Dodgers' Achilles heel still glaringly apparent despite Seoul Series win over Padres

2024 Seoul Series - Los Angeles Dodgers v San Diego Padres
2024 Seoul Series - Los Angeles Dodgers v San Diego Padres / Chung Sung-Jun/GettyImages

The first several innings of the Dodgers' first regular season game were kind of, to put it lightly, a snooze. The score was 2-1 Padres until the top of the eighth, when the Dodgers powered to a 5-2 lead thanks, in part, to some good hitting from Mookie Betts and Shohei Ohtani and thanks, in larger part, to a ripped glove that stuck Jake Cronenworth with his first error of the season and scored a run for LA.
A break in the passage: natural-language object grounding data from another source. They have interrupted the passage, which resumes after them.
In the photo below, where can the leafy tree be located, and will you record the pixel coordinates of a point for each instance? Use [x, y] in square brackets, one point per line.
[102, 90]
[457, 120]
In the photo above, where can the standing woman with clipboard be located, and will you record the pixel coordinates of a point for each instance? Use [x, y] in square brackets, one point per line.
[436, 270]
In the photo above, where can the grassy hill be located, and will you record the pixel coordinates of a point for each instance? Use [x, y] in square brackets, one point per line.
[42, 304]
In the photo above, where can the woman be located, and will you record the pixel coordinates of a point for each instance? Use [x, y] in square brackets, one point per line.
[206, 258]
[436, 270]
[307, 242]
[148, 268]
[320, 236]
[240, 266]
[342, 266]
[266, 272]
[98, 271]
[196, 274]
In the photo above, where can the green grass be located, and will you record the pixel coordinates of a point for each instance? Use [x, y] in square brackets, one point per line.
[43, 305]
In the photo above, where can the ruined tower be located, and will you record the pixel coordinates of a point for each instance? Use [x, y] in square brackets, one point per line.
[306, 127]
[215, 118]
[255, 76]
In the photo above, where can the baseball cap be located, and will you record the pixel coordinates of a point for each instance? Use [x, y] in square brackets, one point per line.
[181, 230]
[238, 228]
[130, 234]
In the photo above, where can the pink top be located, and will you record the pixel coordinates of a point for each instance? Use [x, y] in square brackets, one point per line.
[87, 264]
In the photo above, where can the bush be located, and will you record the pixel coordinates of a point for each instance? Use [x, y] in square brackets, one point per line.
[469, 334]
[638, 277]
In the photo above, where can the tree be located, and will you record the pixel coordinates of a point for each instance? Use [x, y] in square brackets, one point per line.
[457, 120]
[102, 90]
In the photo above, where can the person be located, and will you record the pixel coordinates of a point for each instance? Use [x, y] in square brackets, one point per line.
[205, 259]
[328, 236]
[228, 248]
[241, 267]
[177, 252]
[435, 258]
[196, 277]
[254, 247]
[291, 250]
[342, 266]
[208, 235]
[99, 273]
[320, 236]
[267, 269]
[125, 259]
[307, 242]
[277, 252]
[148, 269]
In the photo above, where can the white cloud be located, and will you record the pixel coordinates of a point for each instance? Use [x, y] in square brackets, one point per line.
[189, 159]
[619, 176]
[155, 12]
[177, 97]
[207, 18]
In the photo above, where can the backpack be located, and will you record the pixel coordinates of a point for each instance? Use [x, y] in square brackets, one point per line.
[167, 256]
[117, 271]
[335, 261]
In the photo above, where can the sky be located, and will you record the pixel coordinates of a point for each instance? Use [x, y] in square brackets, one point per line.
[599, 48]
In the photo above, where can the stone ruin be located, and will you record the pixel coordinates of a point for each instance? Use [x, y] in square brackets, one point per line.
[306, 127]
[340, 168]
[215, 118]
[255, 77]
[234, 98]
A win is a win, sure, but in the run-deficient first seven innings of today's game, the Dodgers put at least one hitter on base per inning (partially thanks to a whopping nine walks given up by the Padres' pitching staff) and their only run during that time came from a Jason Heyward sac fly. They even loaded the bases against Yu Darvish in the third but failed to bring any of their baserunners home.

By the end of the seventh, Dodgers batters were 0-13 with runners on base and 0-7 with runners in scoring position, harkening back to postseasons of years past. It definitely gave Dodgers fans some rough flashbacks and reason to be concerned about how well the Dodgers will be able to hit with pressure on this season.

Despite win over Padres on Opening Day, Dodgers failed to capitalize on multiple opportunities to score

During the regular season last year, the Dodgers were one of the best offensive teams with runners in scoring position. They had a team line of .276/.370/.449 — the third best batting average in the league and the best on-base percentage with men on — but they haven't been able to carry that over into the postseason. Postseason visits in 2021, 2022, and 2023 all featured incredibly frustrating hitting, even when you take RISP out of the equation. 2021-2023 featured .225, .227, and .177 overall team batting averages in the postseason.

Maybe the Dodgers are just shaking off some of bad vibes from last year's NLDS, but fans have been badly burned in the past and aren't wrong for being a bit concerned about the team's performance today, despite the win. After the absolute success of this offseason, watching the team immediately flame out in the postseason (again), with the same exact problems as they've always had, is almost impossible to fathom. We don't need grand slams every time the bases are loaded, but let's at least score one in those scenarios. Please?